This is the same cable card I had in my Bolt, and it worked perfectly fine. I am able to tune to every channel I subscribe to on the first 4 tuners, but 2 of my tuners just show error code D256 no matter what channel I try to change them to. Since TiVo doesn't really give you the tuner info, I am kind of guessing a bit, but I used the trick of pausing what's playing to know when I'm cycling between tuners with the Live TV button (so dumb they don't just show a little popup with what tuner you're on).

This normally wouldn't be *that *big deal, however I think this is causing my scheduled recordings to fail randomly with no information. For example, shows I have One Passes setup for just don't record sometimes, other times they do. If I futz around with the tuners by hitting Live TV to jump between them, and try to change each one with channel up/down, I can sometimes get a channel that was showing D256 on tuner 4 or 5 to show up; I assume this is because it switched one of the tuners 0-3 to it and then magic.

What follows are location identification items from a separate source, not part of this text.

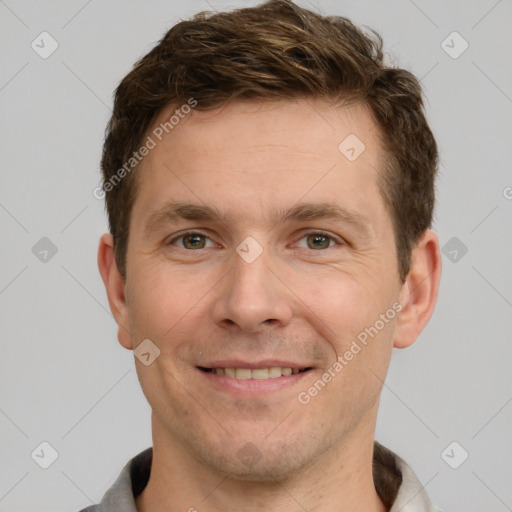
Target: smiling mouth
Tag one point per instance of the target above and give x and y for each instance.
(273, 372)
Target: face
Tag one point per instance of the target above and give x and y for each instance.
(259, 252)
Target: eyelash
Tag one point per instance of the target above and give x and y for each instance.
(317, 232)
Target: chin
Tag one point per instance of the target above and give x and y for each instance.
(274, 462)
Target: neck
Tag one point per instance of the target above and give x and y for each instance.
(338, 480)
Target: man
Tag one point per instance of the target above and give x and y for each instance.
(270, 185)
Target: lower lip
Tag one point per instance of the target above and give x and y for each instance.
(248, 387)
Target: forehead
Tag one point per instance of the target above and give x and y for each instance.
(263, 152)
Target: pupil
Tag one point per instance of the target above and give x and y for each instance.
(319, 238)
(193, 240)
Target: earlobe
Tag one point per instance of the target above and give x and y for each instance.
(115, 288)
(419, 292)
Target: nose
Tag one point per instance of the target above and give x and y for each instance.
(252, 297)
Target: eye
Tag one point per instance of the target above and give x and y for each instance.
(190, 240)
(318, 241)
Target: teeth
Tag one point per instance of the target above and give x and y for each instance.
(257, 373)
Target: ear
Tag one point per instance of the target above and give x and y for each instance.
(419, 292)
(115, 288)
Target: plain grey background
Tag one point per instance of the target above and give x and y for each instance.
(66, 381)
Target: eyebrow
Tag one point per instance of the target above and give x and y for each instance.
(174, 211)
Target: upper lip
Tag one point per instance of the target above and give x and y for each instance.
(266, 363)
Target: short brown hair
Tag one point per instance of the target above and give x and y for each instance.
(276, 51)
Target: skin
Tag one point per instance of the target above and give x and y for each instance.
(294, 302)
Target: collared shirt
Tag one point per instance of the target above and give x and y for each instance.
(395, 482)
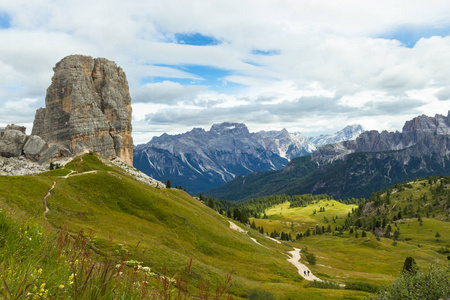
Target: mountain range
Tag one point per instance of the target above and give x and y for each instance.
(199, 160)
(355, 168)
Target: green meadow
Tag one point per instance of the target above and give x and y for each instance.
(127, 228)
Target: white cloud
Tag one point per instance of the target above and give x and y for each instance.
(329, 65)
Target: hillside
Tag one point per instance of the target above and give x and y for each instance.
(161, 228)
(350, 241)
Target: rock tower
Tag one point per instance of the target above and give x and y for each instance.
(88, 107)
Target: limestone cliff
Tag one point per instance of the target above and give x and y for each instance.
(88, 107)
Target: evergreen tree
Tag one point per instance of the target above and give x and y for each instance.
(211, 202)
(410, 265)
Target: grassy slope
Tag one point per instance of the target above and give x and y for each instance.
(346, 258)
(161, 227)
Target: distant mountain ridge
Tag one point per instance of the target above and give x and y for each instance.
(356, 168)
(199, 159)
(350, 132)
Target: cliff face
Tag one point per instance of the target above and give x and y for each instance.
(88, 107)
(426, 132)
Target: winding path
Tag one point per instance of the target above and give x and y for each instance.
(301, 267)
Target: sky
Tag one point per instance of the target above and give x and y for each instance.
(308, 66)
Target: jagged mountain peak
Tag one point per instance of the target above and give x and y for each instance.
(349, 132)
(229, 128)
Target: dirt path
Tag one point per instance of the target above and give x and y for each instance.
(294, 259)
(44, 200)
(301, 267)
(239, 229)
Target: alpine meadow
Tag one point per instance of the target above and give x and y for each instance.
(264, 150)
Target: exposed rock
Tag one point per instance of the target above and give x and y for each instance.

Does my theory hold water? Has anyone else run into this problem? Is this something I need to get my cable provider to fix? They (Spectrum) were able to pair the card with the new Edge over the phone in about 30 seconds as luckily I got someone who knew what they were doing when I called (normally I have to make 3-4 calls to get anyone who knows anything about TiVo).

Thanks.


----------



## cwoody222 (Nov 13, 1999)

Did you check this?
Tivo Customer Support Community


----------



## DefaultLocation (Oct 9, 2001)

cwoody222 said:


> Did you check this?
> Tivo Customer Support Community


I had not found that, thanks! I checked my CC to be sure, and indeed it is Motorola and FW version 6.25, so I should be getting 6 tuners. I do have a TiVo Mini as well, but it was not connecting to the new MoCA network anyway, so I had assumed it wouldn't be taking up a tuner, but I unplugged it for now to be sure. Still not sure why I only get 4/6. The description of outdated firmware causing only 4/6 tuners to work and the TiVo failing to account for that certainly sounds like my issue though. 

For now I guess I can set my TiVo to only recognize 4 tuners, which should help with missed recordings.


----------



## DefaultLocation (Oct 9, 2001)

Actually, I assume this means I have FW 6.25, but there's no documentation and two "FW" entries are listed, one with an asterisk.


----------



## DefaultLocation (Oct 9, 2001)

I tried to force to 4 tuners following these instructions:


> While viewing the Channel List screen, enter one of the following number sequences on your Roamio remote control to set the maximum number of usable tuners:
> 
> 
> 88634 (the Roamio will use four tuners)
> ...


It just jumps to the highest-numbered channel and no "dings" indicating the newly configured tuner count.


----------